Re: Performance issues with vnet jails + epair + bridge

From: Zhenlei Huang <zlei_at_FreeBSD.org>
Date: Tue, 17 Sep 2024 03:25:07 UTC

> On Sep 16, 2024, at 10:47 PM, Aleksandr Fedorov <wigneddoom@yandex.ru> wrote:
> 
> If we are talking about local traffic between jails and/or host, then in terms of TCP throughput we have a room to improve, for example:

Without RSS option enabled, if_epair will only use one thread to move packets between the pair of interfaces. I reviewed the code
and I think it can be improved event without RSS.

>  
> 1. Stop calculating checksums for packets between VNET jails and host.

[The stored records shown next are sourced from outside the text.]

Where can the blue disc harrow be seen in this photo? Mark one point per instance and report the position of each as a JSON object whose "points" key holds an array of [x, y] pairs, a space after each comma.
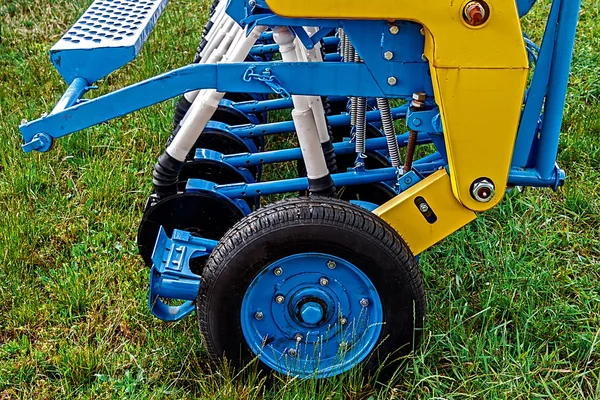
{"points": [[407, 119]]}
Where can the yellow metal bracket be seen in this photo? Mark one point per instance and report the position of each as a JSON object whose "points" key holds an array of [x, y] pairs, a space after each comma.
{"points": [[478, 74], [443, 216]]}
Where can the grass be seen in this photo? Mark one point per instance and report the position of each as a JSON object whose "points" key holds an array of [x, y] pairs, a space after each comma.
{"points": [[514, 298]]}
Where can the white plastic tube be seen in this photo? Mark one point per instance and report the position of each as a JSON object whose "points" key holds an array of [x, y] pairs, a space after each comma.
{"points": [[206, 103], [304, 119]]}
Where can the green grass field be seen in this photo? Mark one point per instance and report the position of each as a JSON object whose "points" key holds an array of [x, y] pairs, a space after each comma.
{"points": [[514, 298]]}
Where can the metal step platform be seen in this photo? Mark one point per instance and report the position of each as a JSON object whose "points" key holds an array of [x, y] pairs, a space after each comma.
{"points": [[107, 36]]}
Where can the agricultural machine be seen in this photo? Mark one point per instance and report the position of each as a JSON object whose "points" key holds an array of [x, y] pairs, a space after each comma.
{"points": [[411, 117]]}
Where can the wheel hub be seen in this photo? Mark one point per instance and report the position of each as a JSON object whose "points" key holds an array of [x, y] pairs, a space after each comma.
{"points": [[313, 320], [311, 313]]}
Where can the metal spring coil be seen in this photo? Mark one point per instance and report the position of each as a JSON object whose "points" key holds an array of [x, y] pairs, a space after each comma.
{"points": [[361, 125], [389, 130]]}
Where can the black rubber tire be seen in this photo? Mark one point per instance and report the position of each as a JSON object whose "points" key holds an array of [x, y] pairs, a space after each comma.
{"points": [[311, 225]]}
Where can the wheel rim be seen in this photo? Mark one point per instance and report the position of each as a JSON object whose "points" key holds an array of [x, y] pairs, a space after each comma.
{"points": [[311, 315]]}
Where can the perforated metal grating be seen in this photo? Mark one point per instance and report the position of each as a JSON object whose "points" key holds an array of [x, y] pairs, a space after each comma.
{"points": [[107, 36], [111, 22]]}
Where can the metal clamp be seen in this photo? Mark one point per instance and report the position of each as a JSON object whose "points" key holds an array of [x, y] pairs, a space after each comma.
{"points": [[267, 78]]}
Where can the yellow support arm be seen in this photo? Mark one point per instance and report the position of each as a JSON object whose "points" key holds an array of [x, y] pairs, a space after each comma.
{"points": [[478, 73]]}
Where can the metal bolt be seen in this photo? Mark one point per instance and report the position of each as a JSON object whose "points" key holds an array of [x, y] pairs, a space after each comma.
{"points": [[474, 13], [483, 191], [420, 96]]}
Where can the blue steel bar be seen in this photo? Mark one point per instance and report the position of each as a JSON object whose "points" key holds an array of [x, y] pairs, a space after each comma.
{"points": [[263, 105], [332, 57], [246, 131], [246, 190], [274, 104], [531, 177], [536, 93], [557, 88], [326, 79], [269, 157], [264, 49], [74, 92]]}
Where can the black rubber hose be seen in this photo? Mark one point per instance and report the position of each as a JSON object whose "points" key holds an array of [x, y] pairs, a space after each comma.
{"points": [[165, 175]]}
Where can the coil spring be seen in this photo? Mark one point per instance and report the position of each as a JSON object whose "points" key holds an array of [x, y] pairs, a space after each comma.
{"points": [[389, 130], [361, 125]]}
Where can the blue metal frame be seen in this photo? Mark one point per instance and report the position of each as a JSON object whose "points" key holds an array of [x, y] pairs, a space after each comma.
{"points": [[534, 159]]}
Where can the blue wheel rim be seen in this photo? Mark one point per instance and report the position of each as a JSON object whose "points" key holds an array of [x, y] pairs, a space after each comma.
{"points": [[311, 315]]}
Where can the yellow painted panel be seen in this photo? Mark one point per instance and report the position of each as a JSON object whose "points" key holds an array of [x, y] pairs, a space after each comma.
{"points": [[478, 76], [404, 216], [498, 43], [480, 112]]}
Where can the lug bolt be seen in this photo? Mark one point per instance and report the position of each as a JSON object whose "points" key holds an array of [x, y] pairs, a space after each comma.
{"points": [[483, 190]]}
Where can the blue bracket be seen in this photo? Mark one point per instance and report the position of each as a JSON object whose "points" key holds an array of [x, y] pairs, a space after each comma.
{"points": [[422, 121], [409, 179], [171, 277], [268, 79]]}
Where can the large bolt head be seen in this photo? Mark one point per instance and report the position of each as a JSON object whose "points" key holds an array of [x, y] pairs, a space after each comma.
{"points": [[483, 190], [420, 96]]}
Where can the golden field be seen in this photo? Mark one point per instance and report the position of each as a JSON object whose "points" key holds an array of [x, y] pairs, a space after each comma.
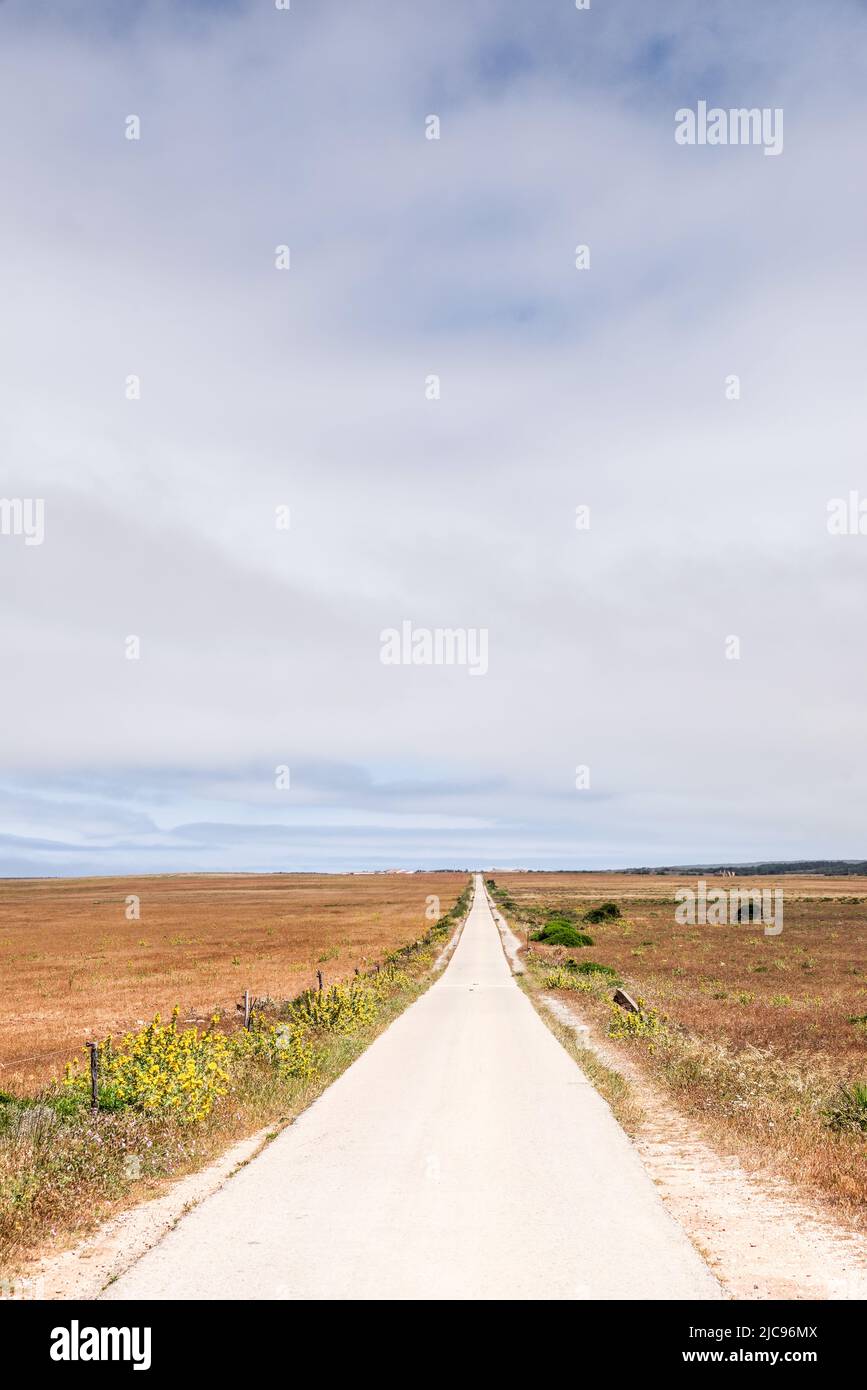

I've local WIP for this, inspired by the introduction of IFCAP_VLAN_MTU. Should have better improvement especially  on low freq CPUs.

>  
> 2. Use large packets (TSO) up to 64k in size.
>  
> Just for example, a simple patch increases the throughput of if_pair(4) between two ends from 10 Gbps to 30 Gbps.

That is impressing !

>  
> diff --git a/sys/net/if_epair.c b/sys/net/if_epair.c
> index aeed993249f5..79c2dfcfc445 100644
> --- a/sys/net/if_epair.c
> +++ b/sys/net/if_epair.c
> @@ -164,6 +164,10 @@ epair_tx_start_deferred(void *arg, int pending)
>         while (m != NULL) {
>                 n = STAILQ_NEXT(m, m_stailqpkt);
>                 m->m_nextpkt = NULL;
> +
> +               m->m_pkthdr.csum_flags = CSUM_IP_CHECKED | CSUM_IP_VALID | CSUM_DATA_VALID | CSUM_PSEUDO_HDR;
> +               m->m_pkthdr.csum_data = 0xFFFF;
> +
>                 if_input(ifp, m);
>                 m = n;
>         }
> @@ -538,8 +542,9 @@ epair_setup_ifp(struct epair_softc *sc, char *name, int unit)
>         ifp->if_dunit = unit;
>         ifp->if_flags = IFF_BROADCAST | IFF_SIMPLEX | IFF_MULTICAST;
>         ifp->if_flags |= IFF_KNOWSEPOCH;
> -       ifp->if_capabilities = IFCAP_VLAN_MTU;
> -       ifp->if_capenable = IFCAP_VLAN_MTU;
> +       ifp->if_capabilities = IFCAP_VLAN_MTU | IFCAP_HWCSUM | IFCAP_HWCSUM_IPV6 | IFCAP_TSO;
> +       ifp->if_capenable = ifp->if_capabilities;
> +       ifp->if_hwassist = (CSUM_IP | CSUM_TCP | CSUM_UDP | CSUM_IP_TSO);

I've not tried TSO on if_epair yet. TSO has special treatment so I guess the above is not sufficient.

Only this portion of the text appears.